8:30 a.m. is too early in the morning for me to have a coherent conversation in English, even if I manage to get in eight hours of sleep. 8:30 a.m. is certainly too early to try and comprehend Chinese. It's also too early in the morning to see a guy this far off the ground hanging outside my window. I'm going to go further and say there is really no good time of day for me to see a guy this far off the ground handing outside my window.
We were basically held hostage in our home by this crew, busy putting sealant on the outside of the window frame to stop future heavy rain and wind from making their way indoors. Which is a good thing. I don't want a repeat of the flood. But I wasn't about to leave them here alone so we could carry through with our plan of taking Michael out for another steak lunch to complete his beefy birthday weekend. We managed to get showered, dressed, eat French toast, and sit around until 2:00 p.m. when our trusted ayi (housekeeper) walked through the door. We left her in charge of making sure they didn't smoke or steal or die from a 38-story fall.
Instead of steak, we went out for Mexican at Cantina Agave. We're such regulars that the waitresses know our order without us actually having to give it. I did mention to our usual waitress that it was Michael's birthday.
|Michael doing the "China pose" at Cantina Agave.|
The street Cantina Agave is on is filled with restaurants. It's a child's dream because every one of them has a big playground jungle gym on their front lawns. As soon as our boys were done eating, they shot outside to play with all the other children. Michael and I finished eating as the dining room began to fill up. I excused myself and went to the ladies room, where the piped in mariachi music was uncomfortably loud. Just when I thought I couldn't take it any longer, the music stopped. Whew! A moment later, it started back up, playing a full orchestra version of Happy Birthday. Oh no! I groaned and hurried out as fast as I could, to find Michael sitting all by himself, nervous smile on his face, a plate of flan in front of him, and the smell of burnt matches filling the air.

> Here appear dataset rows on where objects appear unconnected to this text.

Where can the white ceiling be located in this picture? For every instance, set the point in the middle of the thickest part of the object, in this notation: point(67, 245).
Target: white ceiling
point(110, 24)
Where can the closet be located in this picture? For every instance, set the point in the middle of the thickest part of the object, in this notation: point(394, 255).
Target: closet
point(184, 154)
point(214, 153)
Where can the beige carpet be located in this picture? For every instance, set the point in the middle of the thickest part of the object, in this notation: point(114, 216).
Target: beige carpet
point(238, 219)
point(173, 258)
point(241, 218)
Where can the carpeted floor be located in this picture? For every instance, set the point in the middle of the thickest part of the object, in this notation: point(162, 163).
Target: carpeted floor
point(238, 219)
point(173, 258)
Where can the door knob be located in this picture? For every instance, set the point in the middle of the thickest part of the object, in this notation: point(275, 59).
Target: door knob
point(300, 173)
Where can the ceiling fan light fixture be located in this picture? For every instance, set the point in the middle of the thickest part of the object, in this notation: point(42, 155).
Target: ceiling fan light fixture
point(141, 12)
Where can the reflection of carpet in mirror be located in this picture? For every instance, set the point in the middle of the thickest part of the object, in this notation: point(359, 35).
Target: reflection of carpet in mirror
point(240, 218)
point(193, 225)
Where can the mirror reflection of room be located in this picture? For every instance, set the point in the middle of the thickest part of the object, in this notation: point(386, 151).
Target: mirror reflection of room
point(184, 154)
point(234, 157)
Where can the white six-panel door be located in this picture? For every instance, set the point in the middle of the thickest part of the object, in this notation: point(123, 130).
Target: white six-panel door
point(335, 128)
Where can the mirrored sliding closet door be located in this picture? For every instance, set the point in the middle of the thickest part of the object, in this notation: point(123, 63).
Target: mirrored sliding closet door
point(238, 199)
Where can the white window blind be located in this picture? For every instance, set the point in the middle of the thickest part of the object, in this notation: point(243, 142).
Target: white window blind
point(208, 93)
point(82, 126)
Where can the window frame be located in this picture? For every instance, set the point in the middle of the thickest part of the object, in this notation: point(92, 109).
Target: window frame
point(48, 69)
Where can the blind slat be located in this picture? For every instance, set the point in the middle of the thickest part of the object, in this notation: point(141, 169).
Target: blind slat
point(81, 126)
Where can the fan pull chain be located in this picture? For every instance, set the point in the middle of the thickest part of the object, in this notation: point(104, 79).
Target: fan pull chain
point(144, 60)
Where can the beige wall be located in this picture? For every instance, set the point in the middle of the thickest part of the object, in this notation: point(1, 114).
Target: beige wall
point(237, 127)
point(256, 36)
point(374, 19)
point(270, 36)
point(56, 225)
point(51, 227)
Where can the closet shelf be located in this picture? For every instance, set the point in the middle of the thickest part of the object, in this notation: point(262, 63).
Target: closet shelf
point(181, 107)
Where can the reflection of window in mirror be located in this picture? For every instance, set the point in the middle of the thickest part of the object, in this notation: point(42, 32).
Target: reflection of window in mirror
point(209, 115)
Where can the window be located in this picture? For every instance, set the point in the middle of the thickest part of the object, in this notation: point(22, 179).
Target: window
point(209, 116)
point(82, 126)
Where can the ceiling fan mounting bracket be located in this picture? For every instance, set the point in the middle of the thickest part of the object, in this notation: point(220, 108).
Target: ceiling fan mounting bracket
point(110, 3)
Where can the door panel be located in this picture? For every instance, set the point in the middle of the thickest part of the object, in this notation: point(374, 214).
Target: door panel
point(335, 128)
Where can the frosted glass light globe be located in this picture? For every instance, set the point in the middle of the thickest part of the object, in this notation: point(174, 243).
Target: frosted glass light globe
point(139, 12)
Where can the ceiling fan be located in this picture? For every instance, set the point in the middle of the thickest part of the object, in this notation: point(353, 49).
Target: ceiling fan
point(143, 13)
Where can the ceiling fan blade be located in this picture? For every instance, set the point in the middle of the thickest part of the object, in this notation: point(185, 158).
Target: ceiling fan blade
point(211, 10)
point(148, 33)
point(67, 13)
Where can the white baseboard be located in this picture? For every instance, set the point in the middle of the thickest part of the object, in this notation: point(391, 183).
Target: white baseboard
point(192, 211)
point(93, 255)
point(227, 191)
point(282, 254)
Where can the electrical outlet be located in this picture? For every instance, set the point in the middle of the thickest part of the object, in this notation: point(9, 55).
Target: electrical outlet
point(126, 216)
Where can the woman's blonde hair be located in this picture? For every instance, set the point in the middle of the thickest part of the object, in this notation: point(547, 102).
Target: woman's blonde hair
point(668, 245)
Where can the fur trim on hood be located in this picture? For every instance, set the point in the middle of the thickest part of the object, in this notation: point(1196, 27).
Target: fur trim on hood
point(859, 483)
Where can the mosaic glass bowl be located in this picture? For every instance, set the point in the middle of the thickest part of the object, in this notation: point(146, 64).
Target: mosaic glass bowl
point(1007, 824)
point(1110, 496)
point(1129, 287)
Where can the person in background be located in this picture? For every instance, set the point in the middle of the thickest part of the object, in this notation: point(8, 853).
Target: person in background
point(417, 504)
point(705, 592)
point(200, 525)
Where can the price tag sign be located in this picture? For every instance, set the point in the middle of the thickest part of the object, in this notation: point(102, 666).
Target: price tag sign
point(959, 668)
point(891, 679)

Before I go on, please know that Michael is very low key about his birthday. He hates it when we go out to eat and the waitstaff brings out cake and sings. I am very much the opposite. You cannot make too big a deal out of my birthday. So it's hard for me to restrain myself when it comes to celebrating Michael. And I knew as soon as I told our waitress about the birthday boy that there was a possibility that flan and singing might happen. But this is China. Maybe it wouldn't.
I sat down and started laughing hysterically. Michael joined me. We laughed until tears were rolling. He said that the entire restaurant staff came out to sing to him. The candle they lit for him was like a firework, spewing sparkling flames twenty inches in the air, making a loud sizzling noise. He said everyone in the place joined in with the singing and wished him a happy birthday. He noticed that two of the tables were actually filled with people we know. Everything that happened from the moment I left the table was straight out of my husband's nightmare. And the worst part, the part that keeps me laughing even now, was that he had to endure it all by himself! Michael never panics, and he is a very good sport, so despite any horror that was boiling up inside, I can just imagine him shrugging as the curious crowd in the Cantina joined in to sing while wondering why the poor guy was forced to celebrate alone.
We ended the evening back at the house with a family movie and strawberry cake. Oh my goodness, I do love this long-suffering man like crazy.